Once cattlemen have established a target date or time, they need to put a "game plan" in place, says Jeff Heldt, nutritionist for Land O' Lakes Purina Feed.

"That includes the people--who is going to do what--and the facilities," he says. Knowing who is going to feed, walk pens and track data is a key.

"Then they need to start thinking about what nutritional package they need to put together," Heldt says.

Ahead of time, that program should include highly available trace minerals and vitamins, he says. "That gets the immune system primed before the stressful event."

Getting calves used to eating out of a bunk will increase success, too.

"Depending upon the production system at the ranch, it is helpful to expose calves prior to weaning to automatic watering systems, eating out of a bunk and having access to a highly palatable ration," Irsik says.

Some producers put out a silage mixture; others offer good-quality, free-choice hay to get them accustomed to a new feed source.

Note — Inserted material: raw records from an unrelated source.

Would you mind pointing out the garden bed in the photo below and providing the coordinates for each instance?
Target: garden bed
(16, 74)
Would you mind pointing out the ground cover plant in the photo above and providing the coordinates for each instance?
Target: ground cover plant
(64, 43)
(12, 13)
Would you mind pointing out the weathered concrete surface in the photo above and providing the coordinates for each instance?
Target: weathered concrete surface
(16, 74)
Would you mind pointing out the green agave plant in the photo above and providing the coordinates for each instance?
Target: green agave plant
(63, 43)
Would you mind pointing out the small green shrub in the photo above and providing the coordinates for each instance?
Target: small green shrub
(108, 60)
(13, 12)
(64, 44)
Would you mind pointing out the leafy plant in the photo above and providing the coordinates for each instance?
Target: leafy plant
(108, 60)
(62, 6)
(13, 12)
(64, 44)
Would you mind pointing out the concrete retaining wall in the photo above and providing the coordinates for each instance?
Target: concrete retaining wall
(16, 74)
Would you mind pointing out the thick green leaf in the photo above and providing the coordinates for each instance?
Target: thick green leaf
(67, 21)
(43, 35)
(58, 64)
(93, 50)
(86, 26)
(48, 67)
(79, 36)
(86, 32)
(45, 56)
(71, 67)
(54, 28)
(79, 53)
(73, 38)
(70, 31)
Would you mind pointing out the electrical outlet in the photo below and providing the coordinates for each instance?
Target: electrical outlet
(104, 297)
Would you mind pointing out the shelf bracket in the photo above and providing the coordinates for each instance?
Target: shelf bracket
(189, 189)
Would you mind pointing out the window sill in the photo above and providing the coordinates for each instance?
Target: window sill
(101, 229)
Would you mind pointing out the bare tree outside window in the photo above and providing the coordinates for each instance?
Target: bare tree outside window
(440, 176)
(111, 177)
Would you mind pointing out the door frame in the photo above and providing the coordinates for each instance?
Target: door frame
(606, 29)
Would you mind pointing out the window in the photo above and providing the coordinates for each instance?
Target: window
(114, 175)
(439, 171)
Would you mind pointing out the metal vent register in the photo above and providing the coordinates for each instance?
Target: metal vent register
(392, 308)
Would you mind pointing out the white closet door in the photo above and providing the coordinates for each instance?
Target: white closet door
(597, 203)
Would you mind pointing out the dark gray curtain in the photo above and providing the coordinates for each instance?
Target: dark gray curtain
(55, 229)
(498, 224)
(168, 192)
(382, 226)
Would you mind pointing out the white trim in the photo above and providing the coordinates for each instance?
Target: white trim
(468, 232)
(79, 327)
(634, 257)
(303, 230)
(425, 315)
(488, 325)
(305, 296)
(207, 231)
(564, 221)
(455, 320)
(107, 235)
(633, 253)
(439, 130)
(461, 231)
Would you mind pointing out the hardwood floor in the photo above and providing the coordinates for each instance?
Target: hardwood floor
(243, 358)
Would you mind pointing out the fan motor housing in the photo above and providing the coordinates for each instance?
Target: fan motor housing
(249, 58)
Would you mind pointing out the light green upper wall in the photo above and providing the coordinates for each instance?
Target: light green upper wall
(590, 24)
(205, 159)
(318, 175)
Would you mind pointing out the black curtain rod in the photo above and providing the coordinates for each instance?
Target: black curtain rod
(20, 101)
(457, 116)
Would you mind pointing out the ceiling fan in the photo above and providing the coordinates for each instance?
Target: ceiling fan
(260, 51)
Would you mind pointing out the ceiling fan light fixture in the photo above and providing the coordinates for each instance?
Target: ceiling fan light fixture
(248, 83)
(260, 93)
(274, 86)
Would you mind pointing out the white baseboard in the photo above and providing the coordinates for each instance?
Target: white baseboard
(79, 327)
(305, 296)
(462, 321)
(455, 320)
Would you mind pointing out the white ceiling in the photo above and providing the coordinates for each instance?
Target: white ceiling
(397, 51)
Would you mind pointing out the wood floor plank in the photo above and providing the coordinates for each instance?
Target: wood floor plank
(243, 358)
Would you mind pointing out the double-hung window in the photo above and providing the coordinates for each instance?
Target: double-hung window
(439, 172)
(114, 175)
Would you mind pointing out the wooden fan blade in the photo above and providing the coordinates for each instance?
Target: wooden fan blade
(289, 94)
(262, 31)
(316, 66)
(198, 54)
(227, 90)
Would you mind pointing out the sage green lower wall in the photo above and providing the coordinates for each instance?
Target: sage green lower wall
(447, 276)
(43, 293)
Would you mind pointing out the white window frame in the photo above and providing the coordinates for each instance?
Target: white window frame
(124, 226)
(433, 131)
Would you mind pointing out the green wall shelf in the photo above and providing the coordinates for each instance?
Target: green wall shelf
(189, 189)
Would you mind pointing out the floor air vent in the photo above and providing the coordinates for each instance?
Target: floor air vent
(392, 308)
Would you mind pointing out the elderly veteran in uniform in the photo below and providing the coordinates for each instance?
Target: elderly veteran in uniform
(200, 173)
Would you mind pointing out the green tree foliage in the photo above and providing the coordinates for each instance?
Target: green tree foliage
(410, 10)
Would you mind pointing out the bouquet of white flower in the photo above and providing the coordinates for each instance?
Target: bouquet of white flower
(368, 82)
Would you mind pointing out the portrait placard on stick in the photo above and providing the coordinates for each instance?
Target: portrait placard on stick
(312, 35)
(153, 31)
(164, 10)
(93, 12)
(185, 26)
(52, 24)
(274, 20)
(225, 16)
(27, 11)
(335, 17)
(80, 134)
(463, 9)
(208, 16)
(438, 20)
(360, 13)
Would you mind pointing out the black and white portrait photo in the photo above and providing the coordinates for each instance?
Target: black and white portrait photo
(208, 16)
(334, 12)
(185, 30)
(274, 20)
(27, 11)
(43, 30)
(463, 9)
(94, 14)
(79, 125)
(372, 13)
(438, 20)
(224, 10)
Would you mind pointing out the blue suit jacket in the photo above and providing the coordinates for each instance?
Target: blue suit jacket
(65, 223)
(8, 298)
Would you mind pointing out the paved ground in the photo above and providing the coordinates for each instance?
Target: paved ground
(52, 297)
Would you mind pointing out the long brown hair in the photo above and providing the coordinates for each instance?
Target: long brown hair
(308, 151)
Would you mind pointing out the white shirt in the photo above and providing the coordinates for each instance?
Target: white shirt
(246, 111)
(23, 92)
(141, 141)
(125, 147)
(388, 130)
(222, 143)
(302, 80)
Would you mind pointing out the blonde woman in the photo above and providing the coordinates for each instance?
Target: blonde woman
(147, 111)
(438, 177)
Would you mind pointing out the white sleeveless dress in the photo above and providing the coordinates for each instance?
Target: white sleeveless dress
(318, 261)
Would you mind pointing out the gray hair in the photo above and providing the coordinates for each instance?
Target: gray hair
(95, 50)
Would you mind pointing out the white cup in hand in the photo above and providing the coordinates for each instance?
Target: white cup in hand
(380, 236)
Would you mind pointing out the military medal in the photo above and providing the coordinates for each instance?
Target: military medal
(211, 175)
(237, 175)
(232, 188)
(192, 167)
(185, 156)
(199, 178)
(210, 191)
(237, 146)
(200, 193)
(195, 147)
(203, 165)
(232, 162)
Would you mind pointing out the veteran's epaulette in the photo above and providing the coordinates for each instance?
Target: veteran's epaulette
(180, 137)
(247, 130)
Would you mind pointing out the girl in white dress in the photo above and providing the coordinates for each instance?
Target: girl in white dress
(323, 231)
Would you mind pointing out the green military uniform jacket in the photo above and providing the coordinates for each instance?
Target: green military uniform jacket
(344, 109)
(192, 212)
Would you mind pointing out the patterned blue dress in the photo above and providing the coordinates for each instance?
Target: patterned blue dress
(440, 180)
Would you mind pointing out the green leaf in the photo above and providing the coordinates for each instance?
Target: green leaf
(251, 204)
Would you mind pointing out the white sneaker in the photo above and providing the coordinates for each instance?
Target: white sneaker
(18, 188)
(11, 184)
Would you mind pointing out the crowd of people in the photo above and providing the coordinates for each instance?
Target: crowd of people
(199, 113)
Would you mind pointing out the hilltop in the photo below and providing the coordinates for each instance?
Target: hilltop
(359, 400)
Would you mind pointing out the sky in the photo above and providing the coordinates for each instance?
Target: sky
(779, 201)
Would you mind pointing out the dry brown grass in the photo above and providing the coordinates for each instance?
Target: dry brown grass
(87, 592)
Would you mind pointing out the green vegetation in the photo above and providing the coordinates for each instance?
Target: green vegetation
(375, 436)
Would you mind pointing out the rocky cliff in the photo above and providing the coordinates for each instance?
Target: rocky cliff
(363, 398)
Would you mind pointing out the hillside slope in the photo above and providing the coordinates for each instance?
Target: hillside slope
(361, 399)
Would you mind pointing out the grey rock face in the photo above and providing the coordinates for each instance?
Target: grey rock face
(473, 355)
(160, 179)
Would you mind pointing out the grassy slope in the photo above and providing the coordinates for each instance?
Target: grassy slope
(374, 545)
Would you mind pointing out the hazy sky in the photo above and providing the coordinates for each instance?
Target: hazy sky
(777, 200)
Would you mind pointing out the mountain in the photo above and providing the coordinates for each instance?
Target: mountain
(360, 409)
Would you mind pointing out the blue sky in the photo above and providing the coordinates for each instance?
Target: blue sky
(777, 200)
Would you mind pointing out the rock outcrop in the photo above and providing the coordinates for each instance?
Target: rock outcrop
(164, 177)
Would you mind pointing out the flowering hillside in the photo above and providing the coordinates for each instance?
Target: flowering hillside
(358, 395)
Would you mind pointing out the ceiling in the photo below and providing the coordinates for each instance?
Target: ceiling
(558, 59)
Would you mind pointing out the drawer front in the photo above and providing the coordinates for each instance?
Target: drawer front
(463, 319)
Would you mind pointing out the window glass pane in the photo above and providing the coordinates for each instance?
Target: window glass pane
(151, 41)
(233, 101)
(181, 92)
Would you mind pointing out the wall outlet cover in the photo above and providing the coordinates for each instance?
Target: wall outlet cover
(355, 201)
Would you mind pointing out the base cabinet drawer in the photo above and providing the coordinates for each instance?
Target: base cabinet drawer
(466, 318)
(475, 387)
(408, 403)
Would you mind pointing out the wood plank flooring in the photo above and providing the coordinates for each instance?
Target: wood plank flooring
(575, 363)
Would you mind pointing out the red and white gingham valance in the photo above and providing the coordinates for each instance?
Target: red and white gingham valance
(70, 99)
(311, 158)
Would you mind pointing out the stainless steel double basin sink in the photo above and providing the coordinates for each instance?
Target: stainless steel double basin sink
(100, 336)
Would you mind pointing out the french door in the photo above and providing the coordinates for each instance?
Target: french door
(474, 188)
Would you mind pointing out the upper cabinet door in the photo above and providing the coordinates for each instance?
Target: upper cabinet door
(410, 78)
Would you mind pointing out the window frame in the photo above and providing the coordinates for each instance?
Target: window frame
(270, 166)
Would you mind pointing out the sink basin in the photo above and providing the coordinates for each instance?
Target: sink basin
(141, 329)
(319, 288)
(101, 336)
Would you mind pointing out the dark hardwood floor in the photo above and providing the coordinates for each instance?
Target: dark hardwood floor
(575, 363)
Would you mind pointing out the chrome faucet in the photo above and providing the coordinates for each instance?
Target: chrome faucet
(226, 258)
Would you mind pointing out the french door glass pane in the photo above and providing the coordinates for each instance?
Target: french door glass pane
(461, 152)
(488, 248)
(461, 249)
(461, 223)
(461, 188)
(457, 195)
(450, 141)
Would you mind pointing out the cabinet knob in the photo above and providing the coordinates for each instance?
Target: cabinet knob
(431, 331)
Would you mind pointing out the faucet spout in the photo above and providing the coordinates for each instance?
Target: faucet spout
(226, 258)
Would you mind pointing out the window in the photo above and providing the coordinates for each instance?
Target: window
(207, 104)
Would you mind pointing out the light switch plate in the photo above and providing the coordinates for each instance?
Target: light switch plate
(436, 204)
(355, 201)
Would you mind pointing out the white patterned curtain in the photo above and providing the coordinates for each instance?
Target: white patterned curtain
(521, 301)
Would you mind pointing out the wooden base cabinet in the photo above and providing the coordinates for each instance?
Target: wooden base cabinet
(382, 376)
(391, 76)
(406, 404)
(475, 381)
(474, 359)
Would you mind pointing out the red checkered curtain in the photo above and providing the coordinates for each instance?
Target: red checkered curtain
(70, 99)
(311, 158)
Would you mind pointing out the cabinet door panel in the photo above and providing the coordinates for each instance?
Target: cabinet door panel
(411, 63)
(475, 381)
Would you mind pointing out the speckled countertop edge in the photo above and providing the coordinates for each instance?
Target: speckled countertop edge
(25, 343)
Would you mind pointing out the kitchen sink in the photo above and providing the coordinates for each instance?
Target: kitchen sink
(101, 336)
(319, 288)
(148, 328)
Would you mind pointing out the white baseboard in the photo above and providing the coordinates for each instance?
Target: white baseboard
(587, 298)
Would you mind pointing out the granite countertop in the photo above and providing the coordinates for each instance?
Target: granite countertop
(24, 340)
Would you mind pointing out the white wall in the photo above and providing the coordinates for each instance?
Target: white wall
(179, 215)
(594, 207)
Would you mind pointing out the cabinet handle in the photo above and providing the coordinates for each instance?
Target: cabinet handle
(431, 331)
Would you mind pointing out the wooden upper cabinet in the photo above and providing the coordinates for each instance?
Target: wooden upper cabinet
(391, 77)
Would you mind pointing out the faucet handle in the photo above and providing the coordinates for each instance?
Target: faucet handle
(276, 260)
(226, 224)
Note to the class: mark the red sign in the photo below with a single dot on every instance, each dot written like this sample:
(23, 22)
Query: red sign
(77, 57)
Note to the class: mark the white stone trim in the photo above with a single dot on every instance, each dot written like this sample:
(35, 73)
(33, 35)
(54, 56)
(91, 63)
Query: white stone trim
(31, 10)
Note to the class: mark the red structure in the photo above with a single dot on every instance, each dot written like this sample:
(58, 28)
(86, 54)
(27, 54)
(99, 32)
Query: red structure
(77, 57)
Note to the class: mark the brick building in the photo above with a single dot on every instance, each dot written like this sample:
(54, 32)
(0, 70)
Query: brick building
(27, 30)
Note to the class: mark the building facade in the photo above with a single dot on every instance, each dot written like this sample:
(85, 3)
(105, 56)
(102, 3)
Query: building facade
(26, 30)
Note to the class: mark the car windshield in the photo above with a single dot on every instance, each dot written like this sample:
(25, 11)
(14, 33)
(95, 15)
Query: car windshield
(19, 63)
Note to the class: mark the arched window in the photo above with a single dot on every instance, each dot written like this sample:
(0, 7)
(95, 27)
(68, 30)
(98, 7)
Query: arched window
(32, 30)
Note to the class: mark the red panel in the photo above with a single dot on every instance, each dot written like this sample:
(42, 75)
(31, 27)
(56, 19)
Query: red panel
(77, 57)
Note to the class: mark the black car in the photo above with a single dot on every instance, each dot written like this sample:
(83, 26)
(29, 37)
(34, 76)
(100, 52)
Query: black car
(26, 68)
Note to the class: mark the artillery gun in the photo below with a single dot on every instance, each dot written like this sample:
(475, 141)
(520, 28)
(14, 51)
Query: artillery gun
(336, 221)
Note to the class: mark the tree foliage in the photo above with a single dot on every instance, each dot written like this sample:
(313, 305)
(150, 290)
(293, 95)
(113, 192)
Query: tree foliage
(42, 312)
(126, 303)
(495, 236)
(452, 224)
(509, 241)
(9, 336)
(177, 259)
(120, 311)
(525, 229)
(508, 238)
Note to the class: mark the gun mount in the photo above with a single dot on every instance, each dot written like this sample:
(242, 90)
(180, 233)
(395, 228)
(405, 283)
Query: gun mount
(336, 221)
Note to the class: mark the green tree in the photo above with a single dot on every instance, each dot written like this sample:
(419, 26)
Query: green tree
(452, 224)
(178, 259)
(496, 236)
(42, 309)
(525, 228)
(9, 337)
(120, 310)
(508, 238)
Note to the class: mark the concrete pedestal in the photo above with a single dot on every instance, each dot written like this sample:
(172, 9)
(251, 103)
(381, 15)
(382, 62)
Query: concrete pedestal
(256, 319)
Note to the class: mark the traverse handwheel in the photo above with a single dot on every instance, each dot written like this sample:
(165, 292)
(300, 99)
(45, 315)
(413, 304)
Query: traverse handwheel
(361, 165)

Heldt says that probably depends on what the weaning ration will be and the ranch resources.

"It's got to be highly palatable to drive intake," he says, "and pretty nutrient dense, because those intakes the first week or 10 days could be very, very low. There also needs to be a balance between highly fermentable energy and roughage, to avoid any digestive upsets or acidosis instances."

Straight alfalfa, for example, could cause bloat, but mixing that with grass hay might curb the problem.

Heldt says they look for calves to eventually eat 3 percent to 3.5 percent of their body weight. Purina sells complete pelleted feeds if roughage is available or texturized feed with roughage built in, to help get calves started and up to that intake target.

"Whatever you use, the main goal is to maintain a performance level of 2.5 to 3 pound average daily gain," he says. "That way the cattle don't get pushed too hard, but maintain a health and performance status so the feedyard can be successful after that."

Keeping cattle on the same plane of nutrition between weaning and sending to a feedyard will help preserve beef quality-grade potential later on.

"Looking at it from a feedyard standpoint, that time period is probably as critical as any," Heldt says, noting that implant strategies are ideally coordinated with the next person down the line.

Irsik points out that a good weaning program probably benefits cow-calf producers more if they're retaining ownership, but he says it's the responsible thing to do regardless.

"Even if they feel that they are not getting paid for it, it's the job of the cow-calf producer to prepare those animals for the next stage of production," he says.

School teachers appreciate students who come to class with the right supplies and attitude. It makes sense that feeders would want healthy calves that are ready to eat and fit seamlessly into their operations.